Spark Notes 1 - Introduction, Ecosystem and WordCount

blairchen

Publish：Mar 30, 2024

Apache Spark is a unified analytics engine for large-scale data processing

1. Spark - Introduction

Year	Version	Main Features
2010	Spark_launched	Designed to solve the limitations of the MapReduce computing model.
2014	Spark 1.0	Introduced the Spark SQL module for structured data processing.
2016	Spark 2.0	Unified DataFrame and Dataset APIs.
2020	Spark 3.0	Introduced Adaptive Query Execution (AQE) and Dynamic Partition Pruning.
2023	Spark 3.5.0	SQL Functionality Enhancements; Introduction of the IDENTIFIER clause (SPARK-43205); Adding SQL functions to Scala, Python, and R APIs (SPARK-43907)
2024	Spark 3.5.1	(Details to be announced by the official release)

2. Spark - Ecosystem

Spark - Ecosystem

3. Spark vs Hadoop

Spark is an alternative to MapReduce and is compatible with distributed storage layers such as HDFS and Hive.

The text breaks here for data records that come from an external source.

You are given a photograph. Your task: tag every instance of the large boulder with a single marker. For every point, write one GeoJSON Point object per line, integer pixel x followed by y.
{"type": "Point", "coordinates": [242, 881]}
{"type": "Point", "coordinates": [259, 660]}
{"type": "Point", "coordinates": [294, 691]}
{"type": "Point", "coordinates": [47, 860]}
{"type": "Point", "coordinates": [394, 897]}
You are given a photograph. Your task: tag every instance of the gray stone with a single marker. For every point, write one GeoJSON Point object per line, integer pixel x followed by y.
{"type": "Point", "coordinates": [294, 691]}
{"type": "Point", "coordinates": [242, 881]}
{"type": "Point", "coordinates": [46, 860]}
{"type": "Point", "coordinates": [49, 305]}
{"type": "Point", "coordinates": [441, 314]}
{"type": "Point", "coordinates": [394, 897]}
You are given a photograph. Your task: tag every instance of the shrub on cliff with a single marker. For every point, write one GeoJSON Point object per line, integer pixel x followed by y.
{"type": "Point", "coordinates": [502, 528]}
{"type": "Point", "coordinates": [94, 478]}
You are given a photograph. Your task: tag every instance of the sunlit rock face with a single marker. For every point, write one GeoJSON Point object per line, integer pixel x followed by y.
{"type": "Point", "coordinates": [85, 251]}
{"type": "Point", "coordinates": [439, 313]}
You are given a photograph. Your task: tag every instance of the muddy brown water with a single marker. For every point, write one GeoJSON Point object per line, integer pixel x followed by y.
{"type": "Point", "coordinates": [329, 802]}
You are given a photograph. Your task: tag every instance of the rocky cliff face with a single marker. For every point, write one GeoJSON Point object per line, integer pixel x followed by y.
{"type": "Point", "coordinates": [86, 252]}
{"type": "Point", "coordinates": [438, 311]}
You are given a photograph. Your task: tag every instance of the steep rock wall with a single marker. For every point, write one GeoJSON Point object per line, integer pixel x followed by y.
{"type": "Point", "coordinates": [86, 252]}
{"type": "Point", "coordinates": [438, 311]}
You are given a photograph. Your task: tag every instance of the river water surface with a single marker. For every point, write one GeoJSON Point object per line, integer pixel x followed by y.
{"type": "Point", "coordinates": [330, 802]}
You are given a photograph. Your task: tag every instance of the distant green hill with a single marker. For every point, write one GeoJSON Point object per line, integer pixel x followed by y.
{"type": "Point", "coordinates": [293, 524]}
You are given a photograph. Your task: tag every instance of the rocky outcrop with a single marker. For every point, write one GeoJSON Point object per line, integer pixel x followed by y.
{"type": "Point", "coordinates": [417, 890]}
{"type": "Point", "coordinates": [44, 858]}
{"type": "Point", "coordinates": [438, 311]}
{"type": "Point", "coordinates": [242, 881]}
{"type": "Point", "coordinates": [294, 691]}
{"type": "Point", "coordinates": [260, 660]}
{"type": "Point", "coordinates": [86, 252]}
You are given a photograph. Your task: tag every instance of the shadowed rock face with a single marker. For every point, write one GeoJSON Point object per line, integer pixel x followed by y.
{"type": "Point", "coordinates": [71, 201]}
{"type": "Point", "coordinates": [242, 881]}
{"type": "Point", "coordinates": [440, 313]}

Spark advantages as follows:

Aspect & Question	Spark	Hadoop MapReduce
How does it handle data processing?	Stores intermediate data in memory, reducing I/O overhead.	Writes to disk, increasing I/O overhead.
What is its fault tolerance mechanism?	Uses Resilient Distributed Datasets (RDDs) for fault tolerance.	Relies on data replication across the Hadoop Distributed File System (HDFS).

4. Spark - Quick Start

Spark is a computing framework that mainly uses HDFS as the persistence layer.

Spark

4.1 Spark-Shell

from pyspark import SparkConf, SparkContext
from operator import add
sc.version
lines = sc.textFile("/Users/blair/ghome/github/spark3.0/pyspark/spark-src/word_count.text", 2)

# 1. Filter rows containing "New York"
lines = lines.filter(lambda x: 'New York' in x)
# 2. Split lines into words
words = lines.flatMap(lambda x: x.split(' '))   #print(words.take(5))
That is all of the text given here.